~2-17-05~ BLAH!
i don't feel well. i woke from my nap with the worsst headache i EVER had! i mean it hurt to have my eyes open! it was bad.
i just took some asprin around 11 and it finally went away, but now my tummy feels yucky!
i guess you could just chalk it up to my period, but i never get like that. i can hear my mom saying, you are getting older, your body changes. yeah well, hell! could be i guess. who knows?!
american idol sucked tonight! thank god that they finally picked who is going to sing, so i can actually see it! i'm so sick of watching these poor people so stressed out! god, just tell them yes or no and let them go. why torture them so much. all it does is get me all stressed out for them!!! damn!
lost is still a good show, but what the hell?! i just don't get it uet. and WHERE ARE THE MONSTERS?!?! are the monsters those polar bears?? the boars?? what the hell?! i don't think we are ever going to know. i mean every week you are left hanging, i can just imagine what the season finale is going to be like!!
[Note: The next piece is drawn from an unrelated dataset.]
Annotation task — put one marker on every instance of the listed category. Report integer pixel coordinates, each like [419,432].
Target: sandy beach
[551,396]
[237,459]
i am soooooooooo into that house i have been going on and on about. i want it bad, which means that it will be gone soon. i just know it. we were talking about it tonight and i kept saying, "blah, blah, our room....." "blah, blah, clays room" like we own the house already. lord i know i am in for a BIG disappointment! i just know, that is how it goes. i'm trying to stay positive though. we aer going to look at it again saturday, i'm going to take my own pics. to post them for you all. the relist (above) has sucky pictures, maybe that is a good thing. if you check out the pictures again, the room with the pink carpet and fireplace (living room?), that is the room i want to make into the master bedroom.
it just has so much character. it is set up so nice, it doesn't look like every other house. i know i said it 1000 times, i LOVE the kitchen (not in the relist pics). i love the family room, the sun porch, and the set up of the finished basement. it is very different and so much potential for my decorating!!!!!! I WANT IT!!!!
i just need to get on shit around here. it is so hard. i just have so much stuff EVERYWHERE, it is hard to even know where to begin. then with clay running amuck, i can't get anything done with him awake and here. what i really need are some of those plastic storage things. i was just going to go for boxes, but i'd rather have plastic. just in case, i get that house. most of the storage is outside. i mean the shed and stuff are great, and they don't look like they get wet, but i'd feel better if my stuff were in plastic.
my mom ever so nicely reminded me, that since the mice were all in my christmas tree, they might have been in EVERY box i have down there. why did i not think of that?!?!?! so do i now have to go through EVERY box and check?! that sucks, FOR REAL!!!! i was thankful, that most of the stuff that will be stored, is already in boxes and stacked all neat in the basement, which means, right on the the moving truck. well not anymore. now i have to go through every damn one. god the horror!!!! i am already so NOT motivated, you think finding a house i want would motivate me but, NO) i hate any kind of moving, packing and deep cleaning. oh, and add painting to that list. i so dread painting, but i think it would be for the best. i want this place sold, and for the price i want. so i guess anything i can do to make that happen we should. that includes leaving all the appliances and even the washer and dryer. i was planning on getting the ones i wrote about in depth in earlier posts anyways, so these people can have the ones here.
ok, trying to get off the house stuff. i'll talk about clay. he is so bad. he is so into the hitting and kicking(mostly when he is playing with me, he is rough!). he thinks it is a game of funny. i know he does it when he is pissed, but if you tell him to stop he does it more!!!! tonight we started (right or wrong i have no clue) to act like i was hurt and crying when he did it. he sort of stopped, and when bob would come over to "comfort" me, clay would sort of do the same thing. but that still didn't stop him from a few minutes later doing the same thing. and the time out thing. that isn't working either.
he will just sit there all quiet and content, until it is time to get out. doesn't even phase him. i wish he would sit there screaming and crying, like it is punishment or something. not him. he just sits.
on to good things about him. he is so damn cute!!! i'm sorry, but he is!!! and so smart! if we right MOM he knows that is mama. if we write DAD, he knows it is "da" (dad), and if we write GEICO, he knows it is "giko". i've written before about his geico fasination, from almost birth! and he knows that CLAY is "cay". we also counted to 100 the other day. he usually leaves out the fist part, mostly just doing the 1-9 parts, but he will repeat what i say. he still skips 10. his 10 is "lala", which sort of sounds like 11, so he goes right from 9 to 11. he still says seven as "lala", also, so it is too cute when he says 17 as "lala-teen". 100 sounds almost like "oney", but he knows if you write 100 that is "oney" he points to all the lotto numbers when they are on the tv. we will ask him where so and so is, and he will get it right. he doesn't say them, but when we ask he knows what we are talking about. the kid just loves his letters and numbers!!!! now if he would just say some more WORDS already!!!!
well i still don't feel well, so i am off to bed! good night everyone.